I do not feel strangled today, and I only feel so tonight on my way home because I must had been feeling oppressed all along (which dates a while back , I reckon). It is comforting to know there are various ingenious and surprising solutions which pop up every now and then in this complicating era. The geek in me and you would understand this simple comic strip (a new comic site I discovered and bookmarked with glee), which explains why Pearls Before Swine never fail to cheer me up. Two things to do before the sun gets too hot: have the opportunity to communicate to Bill Watterson and Stephan Pastis how much they've kept me away from the sleek, comfortable, air-conditioned psychology-therapy room because of what they convey with their form of expression.

Kerouac wrote a simple line in Big Sur that caught my eye and has flagged at my train of thought a couple of times now, so I thought I should share them:
"Cliches are truism and all truism are true" [found in Chapter 7]
It is a line that appears in parenthesis, so it probably wasn't that important; he was just rambling on, that stream of consciousness style of writing.

Fast forward to what Mister Douglas Coupland writes in Shampoo Planet:
"In periods of rapid personal change, we pass through life as though we are spellcast. We speak in sentences that end before finishing. We sleep heavily because we need to ask so many questions as we dream alone. We bump into otheres and feel bashful at recognizing souls so similar to ourselves." [page 171]
The more ambitious among us seeketh to be humble and noble. Can I eat my humble pie and declare to myself that perhaps I am not up to the task of assisting in someone else's life, and that it is one noble act to step back firmly and completely, because letting go allows that particular someone to grow, and to achieve?

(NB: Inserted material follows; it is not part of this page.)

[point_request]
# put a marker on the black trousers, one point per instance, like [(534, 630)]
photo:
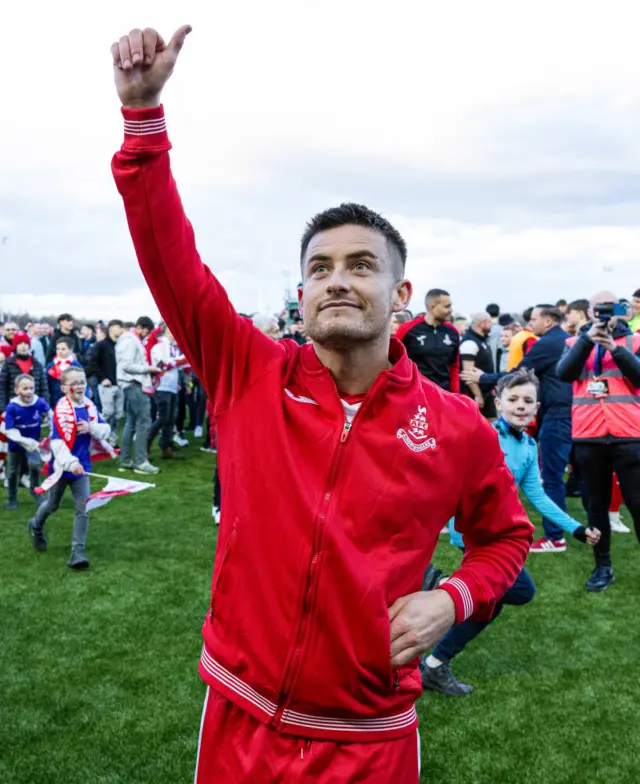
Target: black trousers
[(597, 463)]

In Irving's Hotel New Hampshire, Lily Berry decides to label her attempt to write as 'trying to grow'.

I'm trying to grow too.

Friday, December 29, 2006

もおいちど、おねがいします.

もおいちど、おねがいします.

It is strange to conjecture, from one's hands, that passing a year has made one wiser. Because experience does not necessarily bring about change to one's life, nor can it possible dent some damage in the history of one's life.

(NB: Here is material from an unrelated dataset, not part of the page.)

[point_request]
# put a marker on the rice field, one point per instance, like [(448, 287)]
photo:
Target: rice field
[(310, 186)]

'Because I've walked this stretch of road before, it means I will be able to walk this road of stretch of road again without difficulty, and soon, I can even run on this stretch of road.'


Children take things to a new perspective because they are not arrogant, because they are not stubborn. We say children are great discoverers and explorers, and we are inadequate to assist them in their journey. I am holding dearly my belief that there is a metaphorical leap of faith (many such leaps exists in our pitiful life) when we ascend (or descend) from childhood to teenage, and to adolescent. You can see, if you observe carefully, that every individual encompasses such values, beliefs and habits picked up from young. Many such, shatter in pieces when the leaps of faith is done, but some survive. In many adolescents, I see the jagged juxtaposition of the old and the new, and the inability to soothe and piece the jigsaws together. The inability to do so, will kill many.

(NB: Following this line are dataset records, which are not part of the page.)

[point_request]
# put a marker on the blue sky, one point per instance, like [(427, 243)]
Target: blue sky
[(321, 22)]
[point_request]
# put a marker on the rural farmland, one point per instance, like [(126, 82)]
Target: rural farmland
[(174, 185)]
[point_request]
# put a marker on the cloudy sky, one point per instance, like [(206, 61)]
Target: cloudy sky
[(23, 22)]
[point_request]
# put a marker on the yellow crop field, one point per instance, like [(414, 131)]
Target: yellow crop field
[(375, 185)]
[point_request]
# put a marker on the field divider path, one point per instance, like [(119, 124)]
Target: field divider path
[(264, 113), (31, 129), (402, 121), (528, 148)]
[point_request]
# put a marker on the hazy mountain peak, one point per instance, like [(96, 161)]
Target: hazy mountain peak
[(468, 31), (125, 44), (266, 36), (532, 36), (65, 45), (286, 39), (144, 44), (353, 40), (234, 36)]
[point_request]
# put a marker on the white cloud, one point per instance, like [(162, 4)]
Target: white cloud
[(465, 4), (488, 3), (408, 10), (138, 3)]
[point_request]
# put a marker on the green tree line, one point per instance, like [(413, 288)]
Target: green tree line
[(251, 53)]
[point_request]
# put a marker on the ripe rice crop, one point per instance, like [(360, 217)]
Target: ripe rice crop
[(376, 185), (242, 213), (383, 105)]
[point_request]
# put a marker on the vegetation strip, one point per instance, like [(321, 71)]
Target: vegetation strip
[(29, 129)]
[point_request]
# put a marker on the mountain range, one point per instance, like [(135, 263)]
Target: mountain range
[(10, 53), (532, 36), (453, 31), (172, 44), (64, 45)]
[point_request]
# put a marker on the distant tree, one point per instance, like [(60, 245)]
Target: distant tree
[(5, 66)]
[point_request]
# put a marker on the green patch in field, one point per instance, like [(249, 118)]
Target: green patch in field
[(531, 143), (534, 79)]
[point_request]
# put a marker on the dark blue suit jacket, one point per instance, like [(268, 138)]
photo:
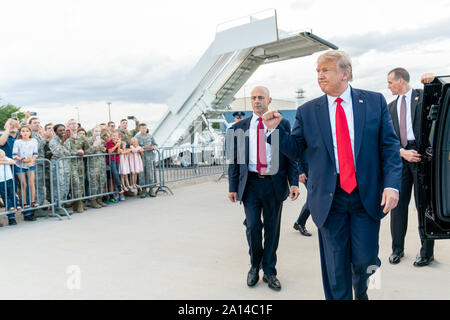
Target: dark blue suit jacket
[(378, 162), (238, 173)]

'Because I am young, because I believe I know everything I wish to learn, therefore I can swagger and behave like a young prince or princess.'


Many, forget to step down from the thrones of being a temporary prince or princess. The throne is not lost, neither is it taken away. Their kingdom, is the one taken away from them. For a while, they muddle around and try to test the waters. A split decision has to be made: should they abandon the throne and join another kingdom as a commoner, or should they continue to remain on the throne, status quo. Again, many linger over the decision made, or cease to come to a decision. The result is a lost kingdom, a kingdom created from their own debris.

*

Welcome back, if you've been reading my blog. Edward has never been away, merely just exploring.